08 April, 2012

Devil May Cry: A Medium Reading

written by Blain Newport on Sunday, 8 April, 2012


I've never been big fan of "close readings". If you have something important to say, just say it. Communication is hard enough without hiding a message behind symbols. But that may be because I was forced to do close readings of works I had no love for in school.

As melodramatic and poorly translated as it is, I do love Devil May Cry. And while I was playing it for my latest video series, I started noticing elements of structure and symbolism that I hadn't seen before.

I'm not claiming these elements give the game artistic merit, or somehow "make up" for the shoddy bits. But there was thought and planning and work that I'd never noticed before. That work deserves to be recognized.

I believe Devil May Cry is a game about balance. There is a demon world and a human world. Dante, who is himself half demon, is not seeking to destroy the demon world. He's just trying to maintain the balance. The main villain in the game is Mundus, mostly represented as a three eyed statue with angel wings. I suspect that the three eyes and angelic affectations represent Mundus' pride. He believes he can transcend balance and rule all.

I don't think it's a coincidence that the game's history puts Mundus' birth within a year of Christ's. I'm not saying DMC is intended to be particularly Christian or anti-Christian. But it does seem to reference it, almost mirror it, in its construction. In Christian belief, an angel rebelled against God and corrupted humanity. In Devil May Cry, a demon rebelled against Mundus and saved the human world.

But Devil May Cry has no heaven or ultimate victory. It seems to believe in eternal, cyclical coexistence and conflict. It's a very natural belief system for a fighting game's world. :)

The idea of coexistence even extends to Dante not killing his major opponents.

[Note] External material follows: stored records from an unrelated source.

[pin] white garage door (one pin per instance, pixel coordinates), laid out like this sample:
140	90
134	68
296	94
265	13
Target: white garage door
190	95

Trish sacrifices herself. Phantom gets carried away and falls through a window. Griffon is killed by Mundus. Vergil overloads on his own power. Even Mundus himself, the target of Dante's vendetta, is only forced back into the Underworld, with Dante asking Mundus to pass on his regards to his son in another thousand years. The only major opponent Dante destroys is Nightmare, which appears to be a magical construct and displays no sentience.

I could go on, but I'll wrap up by saying that pairings are also a very important motif in DMC. Male and female, parent and child, siblings, and possibly even race relations (as represented by Dante's twin pistols Ebony and Ivory) are referenced. There are mirrors, reflections, and representations (paintings) that can physically be traversed. In Devil May Cry connectedness is the driving force.